An eaiser way is to eliminate all terms containing \(w\) in equation \((2a)\).

$$NDE = \sum_a [ E(F|C=Italy, A=a) - E(F|C=China, A=a) ] P(A=a|C=China)$$

4. Natural Indirect Effect

What would be the effect on fatality in China if the age demographics had instead been that of Italy, holding everything else unchanged? $$NIE = \sum_a E(Y|C=China, A=a)[ P(Age=a|C=Italy) - P(Age=a|C=China) ]$$

Intepreting Mediation Analysis

Figure 4.4 compares \(TE\), \(NDE\) and \(NIE\) over time.



With the Chinese age demographics, it would be beneficial at first for Italy with negative \(NDE\) at the time of reporting (9 March).
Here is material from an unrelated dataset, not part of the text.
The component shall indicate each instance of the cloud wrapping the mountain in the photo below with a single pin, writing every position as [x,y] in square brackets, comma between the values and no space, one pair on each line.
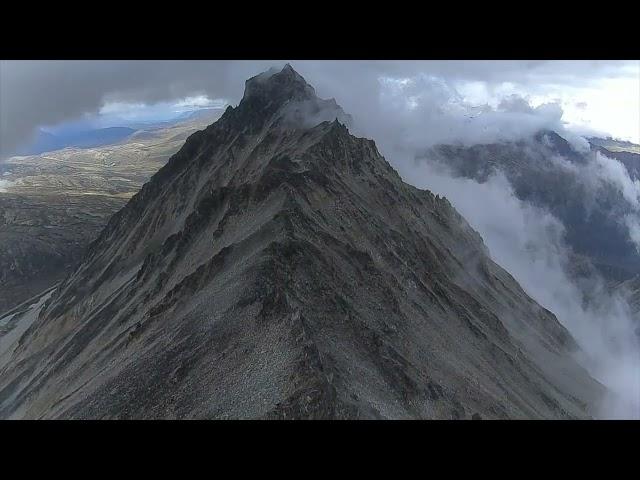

It is the decrease in CFRs that leads to the Italian number being lower than those of China in specific age groups. However, \(NIE\) remains high since COVID-19 would have more severe impact on China if its population was older, resulting in the higher total aggregated CFRs.

The situation gets worse as both \(NDE\) and \(NIE\) goes up over time. This signifies other country-specific factors have come into play, possibly overwhelmed heathcare system in Italy. In such a scenario, even the younger population would also be susceptible to the disease. In reality, the country did collapse under the pandemic during this time due to both old population and fragile medical infrastructure, as reflected in \(TE\) with fatility rates continue to sky-rocket.